Après le formidable (et très éprouvant) Mémoire des ténèbres, les éditions 13e Note poursuivent la publication des œuvres de Jerry Stahl, auteur américain un temps classé au rayon polar, dont l’humour, la causticité et le désespoir latent font mouche à tous les coups. Avec Perv, une histoire d’amour, les lecteurs conquis par les opus précédents ne seront pas déçus. Saluons au passage le très beau travail éditorial de 13e Note et la qualité des traductions, détail totalement négligé par les éditons Rivages qui ont allègrement massacré Anesthésie générale, autre roman de Stahl paru il y a peu et rendu quasi illisible. Les amateurs de cinéma connaissent Jerry Stahl le scénariste (crédité au générique de films bas du front mais qu’on imagine lucratifs), les toxicomanes son passé de junkie, et les lecteurs lambda son penchant pour l’absurde, les situations grotesques et ses descriptions tragicomiques. Perv, une histoire d’amour est un subtil mélange des trois, la touche autobiographique en plus. Car si l’auteur se garde bien de préciser ici ou là qu’il s’agit d’une histoire vraie, les petites phrases lancées dans les romans précédents ne font pas illusion longtemps. Reste une question essentielle, pourquoi chroniquer ce roman dans les pages science-fictionnesques de Bifrost ? Tout simplement parce que Bifrost soutient depuis toujours la littérature déviante, bizarre et subversive. De ce point de vue-là, Stahl ne craint personne, et ses descriptions post-apocalyptiques de cerveaux cramés par les joints d’héroïne pure ne dépareilleront pas dans la bibliothèque des amateurs de Philip K. Dick et de Van Vogt (si si).
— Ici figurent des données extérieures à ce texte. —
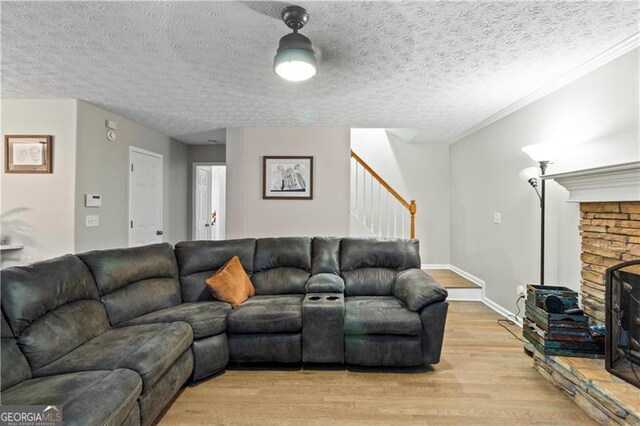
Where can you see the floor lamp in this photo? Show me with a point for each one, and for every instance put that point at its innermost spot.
(542, 154)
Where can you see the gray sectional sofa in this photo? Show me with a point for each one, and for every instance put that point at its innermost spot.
(129, 327)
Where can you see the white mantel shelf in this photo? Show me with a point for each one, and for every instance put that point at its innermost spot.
(620, 182)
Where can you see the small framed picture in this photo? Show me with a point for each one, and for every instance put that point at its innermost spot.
(287, 178)
(27, 153)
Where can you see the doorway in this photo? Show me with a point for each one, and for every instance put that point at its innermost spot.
(209, 201)
(145, 197)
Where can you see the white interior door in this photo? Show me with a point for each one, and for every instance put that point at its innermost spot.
(218, 202)
(203, 203)
(145, 197)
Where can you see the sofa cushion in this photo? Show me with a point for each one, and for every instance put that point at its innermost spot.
(135, 281)
(205, 318)
(416, 289)
(325, 283)
(272, 253)
(29, 292)
(391, 253)
(14, 365)
(267, 314)
(281, 265)
(369, 282)
(379, 315)
(87, 398)
(325, 255)
(231, 283)
(283, 280)
(149, 350)
(369, 265)
(197, 260)
(52, 307)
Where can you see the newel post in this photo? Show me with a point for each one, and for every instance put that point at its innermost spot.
(412, 210)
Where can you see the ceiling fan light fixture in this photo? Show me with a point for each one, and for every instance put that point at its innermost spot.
(295, 60)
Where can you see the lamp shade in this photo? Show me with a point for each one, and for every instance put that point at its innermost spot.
(295, 60)
(529, 173)
(541, 151)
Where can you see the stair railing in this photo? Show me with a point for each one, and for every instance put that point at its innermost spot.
(377, 205)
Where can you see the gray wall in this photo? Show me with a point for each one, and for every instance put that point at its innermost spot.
(251, 216)
(601, 111)
(207, 153)
(102, 168)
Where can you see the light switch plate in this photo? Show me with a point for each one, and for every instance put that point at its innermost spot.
(92, 220)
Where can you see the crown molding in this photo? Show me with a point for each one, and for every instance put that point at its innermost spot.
(609, 55)
(620, 182)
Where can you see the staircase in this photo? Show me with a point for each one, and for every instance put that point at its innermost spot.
(376, 209)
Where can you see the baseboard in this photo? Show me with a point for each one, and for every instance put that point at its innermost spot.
(484, 299)
(465, 294)
(468, 276)
(502, 311)
(436, 266)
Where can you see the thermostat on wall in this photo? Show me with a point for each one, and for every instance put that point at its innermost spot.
(92, 200)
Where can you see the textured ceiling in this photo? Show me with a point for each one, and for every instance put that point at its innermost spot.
(186, 68)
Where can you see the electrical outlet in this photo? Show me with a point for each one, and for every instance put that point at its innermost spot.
(91, 221)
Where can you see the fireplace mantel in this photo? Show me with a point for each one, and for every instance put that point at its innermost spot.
(620, 182)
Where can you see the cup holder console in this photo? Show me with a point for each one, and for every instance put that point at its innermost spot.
(322, 328)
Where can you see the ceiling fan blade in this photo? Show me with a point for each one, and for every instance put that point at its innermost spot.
(271, 9)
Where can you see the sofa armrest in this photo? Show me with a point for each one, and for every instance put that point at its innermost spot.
(416, 289)
(325, 283)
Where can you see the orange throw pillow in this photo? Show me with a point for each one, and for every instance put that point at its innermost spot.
(231, 283)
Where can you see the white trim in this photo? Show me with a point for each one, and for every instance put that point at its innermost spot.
(465, 294)
(435, 266)
(502, 311)
(619, 182)
(607, 56)
(461, 296)
(133, 149)
(194, 166)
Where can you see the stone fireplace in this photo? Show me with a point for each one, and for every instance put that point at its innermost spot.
(609, 200)
(610, 233)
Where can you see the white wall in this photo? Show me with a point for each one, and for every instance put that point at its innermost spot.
(37, 209)
(417, 171)
(103, 168)
(248, 215)
(601, 111)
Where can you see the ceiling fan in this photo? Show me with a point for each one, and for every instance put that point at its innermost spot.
(295, 60)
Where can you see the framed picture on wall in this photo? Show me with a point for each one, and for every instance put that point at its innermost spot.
(27, 153)
(287, 178)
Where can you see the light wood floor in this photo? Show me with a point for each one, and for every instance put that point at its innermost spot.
(450, 279)
(484, 377)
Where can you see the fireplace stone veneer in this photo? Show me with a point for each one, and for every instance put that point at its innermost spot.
(610, 234)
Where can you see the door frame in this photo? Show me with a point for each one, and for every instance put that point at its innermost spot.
(132, 150)
(194, 167)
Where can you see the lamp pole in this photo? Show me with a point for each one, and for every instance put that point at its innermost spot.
(543, 169)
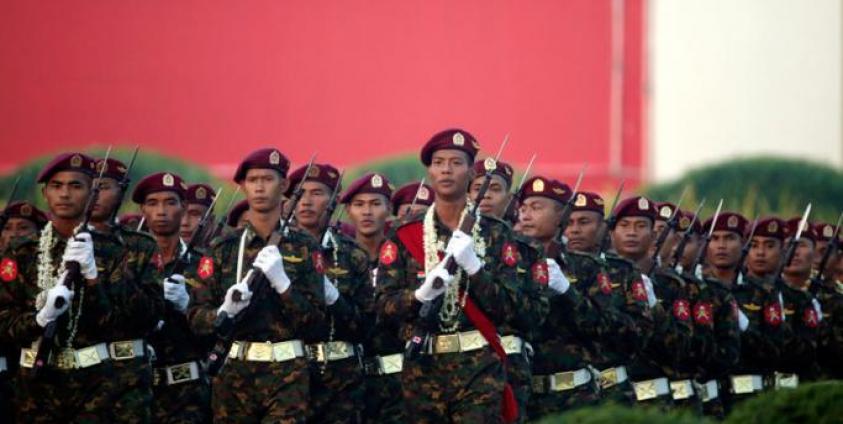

Nous sommes à l’aube des années soixante-dix, et pour le jeune Bobby Stark, le retour à Pittsburgh se passe mal. Viré de sa pension pour riches où sa veuve de mère maniaco-dépressive l’avait envoyé suivre une éducation digne de ce nom, le voilà forcé de vivre sous le toit familial, sans avenir, sans rien. Pourtant, tout commençait bien. Bobby Stark venait de perdre son pucelage en même temps que deux copains en s’occupant de la très compréhensive Sharon, mais malheur, le préservatif reste dans le vagin, le père (manchot et coiffeur) débarque, tombe sur Bobby la main dans le sexe de sa fille, assiste à la fuite lâche et précipitée des autres, et décide de parler à Bobby. Sur cette ouverture à la fois douloureuse et douteuse, Stahl brode un dialogue hallucinant entre l’homme et l’ado, d’où il ressort que la vie c’est de la merde, qu’il ne faudrait pas vieillir et que, quand même, tu vas t’en souvenir de cette journée, mon gars, où est-ce que j’ai rangé mon matériel à tatouage ? Renvoyé de l’école pour faute morale, Bobby le pestiféré retrouve donc le giron maternel, alors que partout des jeunes hippies à moitié nus font l’amour dans les parcs, et qu’il est forcé de suivre les leçons de comportement des amis de sa mère (un pédophile refoulé, un ancien combattant post-chrétien). Des retrouvailles improbables vont pourtant changer tout ça. Tombé nez à nez avec Michelle, son ancien amour de CM1 désormais krishna girl sans sous-vêtements, il décide de reprendre son existence en main… et de filer en stop avec sa belle en Californie, pour changer de vie. On s’en doute, le road-trip dégénère assez vite et la tentative de viol qui s’étale sur les 60 dernières pages du roman fait partie des authentiques moments de grande littérature qui jalonnent le parcours d’une vie de lecture. Tout y est, la tension, l’angoisse, l’hilarité, l’horreur… du grand art, dont on ressort sonné, ébouriffé, sidéré.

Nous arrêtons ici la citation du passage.